L'incontinenza fecale, pur non essendo pericolosa per la vita, ha un elevato impatto sull'economia e sulla qualità di vita dei pazienti. Ad oggi, i trattamenti disponibili si basano su approcci sia chirurgici che non chirurgici. Questi possono andare dalla modifica della dieta all'addestramento intestinale o alla stimolazione del nervo sacrale, ma nessuno di essi fornisce una soluzione a lungo termine. Stanno emergendo nuove terapie basate sulla medicina rigenerativa, che mirano a rigenerare il muscolo sfinterico e a ripristinare la continenza. Di solito, queste consistono nella somministrazione di una sospensione di cellule muscolari espanse di derivazione scheletrica (SkMDCs) al sito danneggiato. Tuttavia, questa strategia comporta spesso una ridotta vitalità cellulare a causa della necessità di prelevare le cellule dalla piattaforma di espansione e dell'uso non nativo di una sospensione cellulare per somministrare le cellule dipendenti dall'ancoraggio. In questo studio, proponiamo un proof-of-concept per il bioprocesso di un nuovo metodo di rilascio di cellule per il trattamento dell'incontinenza fecale, ottenuto con un processo scalabile in due fasi.

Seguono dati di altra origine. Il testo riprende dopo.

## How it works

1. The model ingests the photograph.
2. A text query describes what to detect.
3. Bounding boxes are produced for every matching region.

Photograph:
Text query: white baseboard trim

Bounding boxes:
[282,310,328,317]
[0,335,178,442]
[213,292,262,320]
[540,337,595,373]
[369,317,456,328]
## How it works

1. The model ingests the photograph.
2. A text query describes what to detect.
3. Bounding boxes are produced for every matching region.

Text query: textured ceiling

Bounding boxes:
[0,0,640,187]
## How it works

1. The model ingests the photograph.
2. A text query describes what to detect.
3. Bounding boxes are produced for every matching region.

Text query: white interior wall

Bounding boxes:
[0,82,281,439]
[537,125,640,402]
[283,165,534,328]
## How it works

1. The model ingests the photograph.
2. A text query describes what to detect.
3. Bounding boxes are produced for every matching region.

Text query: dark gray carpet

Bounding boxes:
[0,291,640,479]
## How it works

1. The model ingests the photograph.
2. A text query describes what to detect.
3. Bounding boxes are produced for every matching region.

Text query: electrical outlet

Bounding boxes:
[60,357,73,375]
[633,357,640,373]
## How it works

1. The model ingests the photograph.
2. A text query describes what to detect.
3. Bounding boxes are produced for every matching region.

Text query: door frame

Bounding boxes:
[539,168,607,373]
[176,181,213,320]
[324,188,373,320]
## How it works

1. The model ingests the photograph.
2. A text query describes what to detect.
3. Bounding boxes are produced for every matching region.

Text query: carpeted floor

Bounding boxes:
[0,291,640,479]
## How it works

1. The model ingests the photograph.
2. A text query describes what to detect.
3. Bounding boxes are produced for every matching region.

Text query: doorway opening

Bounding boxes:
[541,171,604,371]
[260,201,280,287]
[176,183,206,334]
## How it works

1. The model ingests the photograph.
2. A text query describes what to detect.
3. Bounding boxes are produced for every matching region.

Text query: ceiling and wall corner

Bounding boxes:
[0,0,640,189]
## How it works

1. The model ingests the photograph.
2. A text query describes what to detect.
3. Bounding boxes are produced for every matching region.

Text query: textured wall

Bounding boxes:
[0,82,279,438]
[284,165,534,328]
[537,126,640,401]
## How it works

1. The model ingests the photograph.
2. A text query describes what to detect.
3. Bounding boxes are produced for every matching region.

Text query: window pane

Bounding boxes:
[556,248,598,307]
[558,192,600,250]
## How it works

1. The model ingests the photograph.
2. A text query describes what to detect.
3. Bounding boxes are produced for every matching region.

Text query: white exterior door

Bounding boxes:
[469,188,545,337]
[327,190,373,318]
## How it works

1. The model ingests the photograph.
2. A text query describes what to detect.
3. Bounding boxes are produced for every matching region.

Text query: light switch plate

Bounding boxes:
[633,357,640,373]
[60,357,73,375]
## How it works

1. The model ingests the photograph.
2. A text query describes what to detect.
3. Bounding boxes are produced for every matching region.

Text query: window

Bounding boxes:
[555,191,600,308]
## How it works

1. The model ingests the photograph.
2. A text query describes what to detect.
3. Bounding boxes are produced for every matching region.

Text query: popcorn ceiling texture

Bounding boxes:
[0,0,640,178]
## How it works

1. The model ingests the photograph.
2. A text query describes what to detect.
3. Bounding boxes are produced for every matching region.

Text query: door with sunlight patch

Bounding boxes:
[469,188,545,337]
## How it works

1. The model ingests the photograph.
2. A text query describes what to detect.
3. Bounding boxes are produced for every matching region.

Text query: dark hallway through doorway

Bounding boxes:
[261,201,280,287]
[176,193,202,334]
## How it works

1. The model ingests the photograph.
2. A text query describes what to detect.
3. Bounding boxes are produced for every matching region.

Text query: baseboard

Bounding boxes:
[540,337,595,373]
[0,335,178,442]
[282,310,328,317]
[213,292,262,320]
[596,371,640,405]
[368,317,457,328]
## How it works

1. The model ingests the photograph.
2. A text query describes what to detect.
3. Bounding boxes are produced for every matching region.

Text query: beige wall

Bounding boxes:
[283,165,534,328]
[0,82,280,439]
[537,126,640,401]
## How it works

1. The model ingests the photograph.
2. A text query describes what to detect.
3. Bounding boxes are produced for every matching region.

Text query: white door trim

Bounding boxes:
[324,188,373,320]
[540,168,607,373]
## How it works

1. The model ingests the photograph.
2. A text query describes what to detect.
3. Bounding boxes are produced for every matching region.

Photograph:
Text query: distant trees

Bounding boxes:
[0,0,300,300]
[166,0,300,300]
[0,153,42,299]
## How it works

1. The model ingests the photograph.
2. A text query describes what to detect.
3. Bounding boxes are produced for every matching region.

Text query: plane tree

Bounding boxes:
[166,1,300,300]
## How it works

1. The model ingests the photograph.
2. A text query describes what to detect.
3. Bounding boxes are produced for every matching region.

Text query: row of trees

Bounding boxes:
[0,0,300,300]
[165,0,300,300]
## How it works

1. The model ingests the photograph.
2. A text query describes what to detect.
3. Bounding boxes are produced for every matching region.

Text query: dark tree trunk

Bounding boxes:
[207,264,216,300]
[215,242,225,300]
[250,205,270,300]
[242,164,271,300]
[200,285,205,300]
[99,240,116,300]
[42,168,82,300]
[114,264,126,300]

In primo luogo, le SkMDC isolate dai pazienti sono state espanse utilizzando sistemi di coltura statica planari. In secondo luogo, utilizzando un bioreattore monouso PBS-MINI Vertical-Wheel®, le SkMDC espanse sono state combinate con microcarrier biocompatibili e biodegradabili (cioè direttamente impiantabili) in poli(acido lattico-co-glicolico) preparati mediante separazione di fase indotta termicamente. Questo processo ha permesso alle SkMDC di attaccarsi ai microcarriers con un'efficienza fino a 80%. È importante notare che le SkMDC erano vitali durante tutto il processo e hanno mantenuto le loro caratteristiche miogeniche (ad esempio, l'espressione del marcatore CD56) dopo l'adesione e la coltura sui microcarriers. Quando i microcarrier contenenti SkMDC sono stati posti su un piatto di coltura, le cellule sono state in grado di migrare dai microcarrier alla superficie di coltura e di differenziarsi in miotubi multinucleati, il che evidenzia il loro potenziale di rigenerazione del muscolo sfinterico danneggiato dopo la somministrazione al paziente. Nel complesso, questo studio propone un metodo innovativo per fissare le SkMDC a microcarrier biodegradabili, che può fornire un nuovo trattamento per l'incontinenza fecale.